I met B on a crisp autumn night in 2004 while I was working at a dive bar working at a restaurant in Berkeley, California. He ordered a Sierra Nevada – an aromatic, almost flowery beer which earned him some serious points in my book, and when I carded him and saw his overtly Israeli name, I flirted with him in basic Hebrew.
We went on our first date the next evening, and three months later, we were living together.
The following year, we flew to Israel to visit the kibbutz where he had grown up. The smell of grass and cigarettes outside the kibbutz pub made me heady, and drunk on a lot of cheap wine and possibility, I told my Israeli boyfriend that (and I quote) “I’d totally love to live in Israel someday.”
Well, three years, and two kids later, he’s calling my bluff. We’re moving half-way across the world with our infant and toddler to live next door to his mother. And I am not happy about this.
“Whither thou goest, and, I will go” sounds great in theory. But, in practice it means packing up my life and paying $3,000 to ship it overseas. It means losing the convenience of free shipping from sephora.com, and losing 10 years off my life every time we get in a car. (I’m not exaggerating — have you seen how Israelis drive?) It means saying a long goodbye to my Dad, his wife, and my family and the friends who are like family. It means starting over — a stranger in the Homeland.

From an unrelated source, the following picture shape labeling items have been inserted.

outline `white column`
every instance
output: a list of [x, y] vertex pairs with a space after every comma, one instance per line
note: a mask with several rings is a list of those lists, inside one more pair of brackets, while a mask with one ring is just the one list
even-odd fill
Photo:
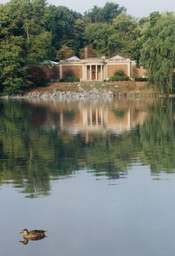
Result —
[[90, 80], [92, 80], [92, 65], [90, 65]]
[[98, 109], [96, 108], [96, 125], [98, 126]]
[[130, 78], [131, 78], [131, 63], [130, 61], [127, 64], [127, 75]]
[[87, 77], [87, 65], [85, 65], [85, 80], [88, 80], [88, 77]]
[[103, 80], [103, 66], [101, 65], [101, 80]]

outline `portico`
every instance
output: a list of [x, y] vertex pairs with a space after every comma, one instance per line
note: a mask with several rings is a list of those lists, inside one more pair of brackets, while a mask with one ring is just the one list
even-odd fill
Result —
[[102, 63], [88, 63], [84, 65], [84, 80], [103, 80], [104, 65]]

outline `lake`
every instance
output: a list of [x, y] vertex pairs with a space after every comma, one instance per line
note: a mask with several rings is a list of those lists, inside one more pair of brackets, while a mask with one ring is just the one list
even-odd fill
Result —
[[174, 255], [174, 98], [1, 99], [1, 255]]

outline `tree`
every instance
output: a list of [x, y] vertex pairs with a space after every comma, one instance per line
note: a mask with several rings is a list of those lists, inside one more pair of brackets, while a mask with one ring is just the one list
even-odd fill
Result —
[[92, 23], [110, 23], [113, 18], [125, 11], [126, 8], [124, 6], [120, 7], [116, 3], [107, 1], [104, 7], [94, 6], [94, 8], [85, 13], [85, 15], [90, 18]]
[[87, 44], [93, 46], [97, 51], [97, 55], [108, 55], [108, 37], [115, 33], [113, 25], [106, 23], [90, 23], [84, 32], [84, 38]]
[[61, 46], [61, 49], [58, 51], [57, 53], [57, 59], [66, 60], [70, 57], [72, 57], [74, 55], [75, 52], [73, 51], [73, 49], [64, 44]]
[[76, 20], [81, 19], [82, 15], [66, 6], [48, 6], [49, 16], [47, 20], [47, 29], [52, 34], [52, 44], [55, 52], [62, 45], [67, 45], [78, 52], [79, 42], [76, 37], [75, 26]]
[[147, 70], [150, 84], [158, 86], [162, 93], [173, 89], [175, 66], [175, 15], [165, 13], [159, 18], [150, 36], [144, 44], [141, 61]]
[[11, 0], [0, 6], [0, 86], [8, 94], [30, 84], [27, 66], [50, 56], [51, 34], [45, 30], [46, 0]]
[[[113, 20], [113, 24], [115, 33], [109, 38], [111, 51], [113, 46], [113, 52], [139, 62], [142, 44], [140, 41], [141, 28], [138, 20], [129, 14], [122, 13]], [[114, 41], [115, 38], [116, 40]]]

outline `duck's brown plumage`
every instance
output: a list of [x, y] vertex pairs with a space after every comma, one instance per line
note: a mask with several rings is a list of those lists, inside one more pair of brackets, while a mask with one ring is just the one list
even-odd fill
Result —
[[31, 230], [31, 231], [28, 231], [27, 229], [24, 229], [20, 232], [20, 233], [22, 233], [24, 238], [32, 239], [35, 238], [44, 237], [46, 231], [47, 231], [44, 230]]

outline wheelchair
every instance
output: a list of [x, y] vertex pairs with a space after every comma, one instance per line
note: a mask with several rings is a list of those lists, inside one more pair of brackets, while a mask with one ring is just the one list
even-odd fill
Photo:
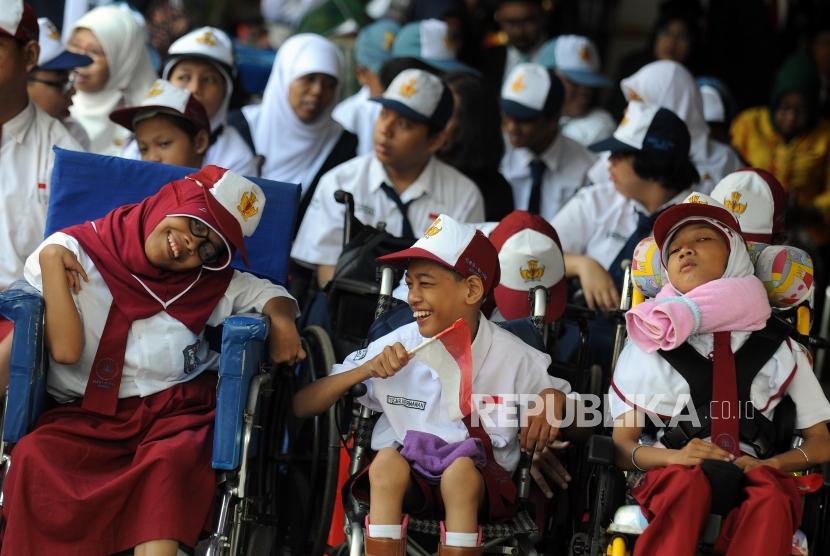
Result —
[[[809, 274], [812, 268], [809, 256], [800, 249], [784, 246], [750, 243], [748, 248], [756, 266], [756, 275], [764, 282], [774, 307], [773, 319], [778, 319], [789, 327], [789, 336], [805, 346], [813, 349], [826, 347], [824, 340], [809, 335], [812, 324], [809, 290], [812, 283], [810, 276], [805, 279], [805, 274]], [[772, 270], [773, 266], [775, 270]], [[621, 309], [626, 310], [647, 297], [654, 297], [663, 286], [662, 280], [659, 251], [653, 239], [646, 238], [635, 249], [634, 261], [626, 271]], [[804, 287], [799, 288], [799, 285]], [[788, 295], [796, 289], [801, 290], [798, 296]], [[625, 341], [624, 333], [624, 326], [618, 328], [613, 353], [615, 363]], [[795, 407], [788, 397], [776, 409], [773, 426], [775, 449], [778, 452], [797, 447], [802, 442], [795, 435], [794, 411]], [[653, 429], [646, 427], [641, 444], [653, 442], [653, 433]], [[632, 553], [636, 537], [648, 526], [639, 505], [626, 488], [627, 483], [636, 480], [637, 474], [617, 469], [614, 464], [615, 452], [610, 434], [594, 435], [589, 441], [587, 459], [594, 469], [590, 492], [593, 512], [589, 531], [579, 533], [572, 539], [571, 554], [628, 556]], [[794, 556], [826, 554], [830, 549], [830, 538], [826, 532], [827, 523], [830, 522], [830, 465], [824, 464], [823, 469], [816, 471], [822, 472], [823, 479], [811, 470], [809, 479], [816, 480], [805, 479], [800, 487], [807, 494], [804, 496], [801, 530], [796, 532], [793, 539]], [[712, 553], [721, 522], [737, 496], [736, 491], [730, 492], [732, 485], [729, 482], [724, 482], [723, 486], [726, 488], [713, 486], [712, 513], [699, 541], [700, 554]]]
[[[165, 183], [179, 179], [189, 170], [163, 164], [125, 160], [55, 148], [52, 195], [46, 235], [65, 226], [102, 216], [111, 208], [135, 202], [155, 193]], [[299, 186], [254, 179], [273, 199], [267, 203], [257, 233], [249, 239], [254, 272], [274, 282], [285, 282], [290, 237], [299, 201]], [[101, 188], [116, 184], [101, 199]], [[275, 241], [275, 238], [284, 238]], [[268, 248], [265, 248], [266, 244]], [[234, 266], [239, 265], [239, 259]], [[0, 443], [0, 481], [9, 469], [18, 442], [35, 424], [49, 403], [46, 394], [48, 356], [43, 342], [44, 303], [40, 294], [25, 282], [0, 292], [0, 314], [15, 323], [9, 386], [4, 408]], [[297, 467], [289, 445], [292, 438], [285, 419], [290, 412], [290, 392], [282, 386], [302, 376], [316, 376], [334, 362], [331, 342], [319, 328], [302, 333], [307, 363], [297, 368], [274, 368], [266, 363], [269, 322], [259, 314], [228, 317], [221, 329], [207, 329], [205, 339], [211, 350], [220, 352], [216, 396], [212, 466], [218, 479], [216, 522], [195, 552], [209, 556], [277, 553], [280, 527], [290, 529], [291, 543], [305, 552], [316, 515], [288, 527], [279, 521], [284, 514], [280, 494], [289, 483], [286, 470]], [[316, 429], [324, 423], [315, 421]], [[320, 466], [319, 454], [305, 457]], [[282, 467], [274, 461], [281, 459]], [[314, 465], [309, 475], [315, 477]], [[291, 477], [291, 481], [295, 477]], [[310, 489], [312, 494], [314, 489]], [[306, 492], [308, 494], [308, 492]], [[319, 496], [319, 494], [317, 494]], [[0, 499], [2, 504], [2, 499]], [[299, 539], [299, 540], [297, 540]], [[180, 553], [182, 551], [180, 550]], [[318, 552], [320, 553], [320, 552]]]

While an optimist would urge me to see the exciting possibilities in this great adventure, I am Woody Allen with girly parts. I measure my life in “what ifs,” always waiting for that other shoe to drop. Hard. But I suppose if I were to take a little extra Prozac look on the bright side, at least I have copious amounts of material to (over)share with family, friends, the sympathetic looking beggar in front of the Kotel, and the internet at large.